After Obamacare began, their insurer, Golden Rule, offered them a plan for $1,200 a month with a $6,500 deductible each.
For Greg Silvestro, the policy he had prior to Obamacare and the one he found on the Florida exchange for 2017 were pretty similar -- both have deductibles of about $7,000 and wouldn't be used much.
But there was one big difference: The Obamacare policy costs $338 a month, more than three times as much as his old plan.

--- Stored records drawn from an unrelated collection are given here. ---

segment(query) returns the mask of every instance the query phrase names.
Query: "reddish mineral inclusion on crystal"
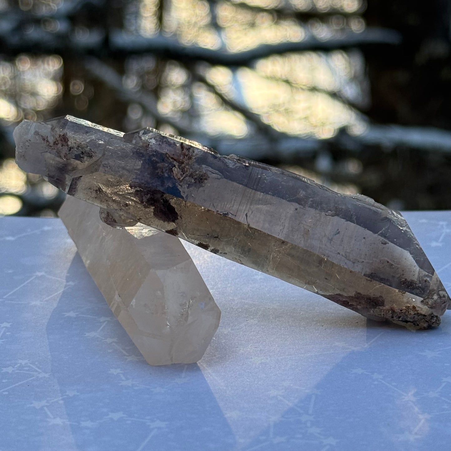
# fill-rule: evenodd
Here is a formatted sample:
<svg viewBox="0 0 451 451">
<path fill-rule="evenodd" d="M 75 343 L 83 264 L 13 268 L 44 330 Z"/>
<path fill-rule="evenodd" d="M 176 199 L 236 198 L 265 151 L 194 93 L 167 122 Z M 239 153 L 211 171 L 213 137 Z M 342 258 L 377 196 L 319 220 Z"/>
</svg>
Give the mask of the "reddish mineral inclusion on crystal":
<svg viewBox="0 0 451 451">
<path fill-rule="evenodd" d="M 426 328 L 450 302 L 404 218 L 368 198 L 152 129 L 67 116 L 14 138 L 19 166 L 70 195 L 368 318 Z"/>
<path fill-rule="evenodd" d="M 178 238 L 137 224 L 110 227 L 68 196 L 60 216 L 107 303 L 147 362 L 202 358 L 221 311 Z"/>
</svg>

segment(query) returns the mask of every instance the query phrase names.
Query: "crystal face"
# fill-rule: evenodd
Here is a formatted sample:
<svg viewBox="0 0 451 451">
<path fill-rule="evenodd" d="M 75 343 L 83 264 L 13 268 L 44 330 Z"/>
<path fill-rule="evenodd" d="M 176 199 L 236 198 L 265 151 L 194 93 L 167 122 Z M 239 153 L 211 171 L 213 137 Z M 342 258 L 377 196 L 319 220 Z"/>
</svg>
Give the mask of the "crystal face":
<svg viewBox="0 0 451 451">
<path fill-rule="evenodd" d="M 221 312 L 180 240 L 147 226 L 103 222 L 68 196 L 60 216 L 108 305 L 148 363 L 197 362 Z"/>
<path fill-rule="evenodd" d="M 152 129 L 24 121 L 16 159 L 71 196 L 313 291 L 425 328 L 450 299 L 398 213 Z"/>
</svg>

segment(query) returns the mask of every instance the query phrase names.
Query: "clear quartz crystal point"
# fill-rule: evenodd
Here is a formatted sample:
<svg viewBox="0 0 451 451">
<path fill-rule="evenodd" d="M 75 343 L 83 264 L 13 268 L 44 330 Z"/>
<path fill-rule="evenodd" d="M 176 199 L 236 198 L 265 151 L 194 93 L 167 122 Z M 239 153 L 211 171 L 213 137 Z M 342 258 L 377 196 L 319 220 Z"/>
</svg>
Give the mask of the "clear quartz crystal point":
<svg viewBox="0 0 451 451">
<path fill-rule="evenodd" d="M 68 196 L 60 216 L 108 305 L 151 365 L 197 362 L 221 312 L 178 238 L 148 226 L 102 222 Z"/>
<path fill-rule="evenodd" d="M 19 166 L 68 194 L 368 318 L 426 328 L 450 302 L 405 219 L 368 198 L 152 129 L 67 116 L 14 138 Z"/>
</svg>

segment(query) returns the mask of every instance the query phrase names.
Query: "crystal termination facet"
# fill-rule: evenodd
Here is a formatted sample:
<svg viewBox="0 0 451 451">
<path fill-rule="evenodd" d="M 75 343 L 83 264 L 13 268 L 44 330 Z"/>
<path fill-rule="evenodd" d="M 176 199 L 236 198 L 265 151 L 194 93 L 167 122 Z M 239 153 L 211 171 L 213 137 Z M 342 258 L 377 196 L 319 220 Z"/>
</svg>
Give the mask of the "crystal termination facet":
<svg viewBox="0 0 451 451">
<path fill-rule="evenodd" d="M 67 116 L 14 138 L 19 166 L 68 194 L 368 318 L 426 328 L 450 302 L 404 218 L 368 198 L 152 129 Z"/>
<path fill-rule="evenodd" d="M 115 315 L 151 365 L 202 357 L 221 311 L 180 240 L 147 226 L 101 220 L 68 196 L 60 216 Z"/>
</svg>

Yeah, a $6-7,000 deductible is not health insurance; that’s insurance in name only. Premiums are set to spike again, which was projected last year—though I’m sure the Left is trying to blame the uncertainty in Washington and the Trump administration to explain the hike. Yet, the market place was already on the verge of collapse, and despite liberal assurances of stability—the Obamacare market is in a death spiral. Guy has been prolific is covering this law’s pitfalls. Right now, there’s a last minute blitz by congressional Republicans to pass the Graham-Cassidy bill, but time is running out. Nevertheless, both Speaker Ryan and the Trump a White House have said they’re all in on this effort. Ryan made a pledge that if the Senate passes it, it would pass the House. The GOP has until September 30 to pass such a bill under the reconciliation rules. Here’s the rundown:
It would repeal the individual and employer mandates of the Affordable Care Act, impose per capita caps on Medicaid, increase contributions to health-savings accounts, allow states to waive regulations on private insurance providers, and provide those states with block grants so they can design their own health-care systems. If the bill became law, it would therefore be a genuine federalist triumph. A large portion of the federal money now set to fund the Medicaid expansion and subsidies of the Affordable Care Act would be instead distributed to individual states. Each state would have the freedom and means to develop its own health-care system. Reasonable people disagree over how best to design a health-care system, and under Graham-Cassidy, their ideas could be tested without causing a nationwide catastrophe and the disruption of a vital service.
Also, and I’ll leave with this point, what about the economic pain and misery Bernie Sanders and his Trotskyite minions intend to inflict on all of us with their $32 trillion single-payer nonsense. Taxes go up for everyone. Access to specialized care, medicines, and doctors are rationed. Wouldn’t that also cause immense pain to the population? I think it will and the fact that they don’t want to talk about cost is a clue that they know this is bad public policy but everyone can suffer equally, so that’s liberalism for you.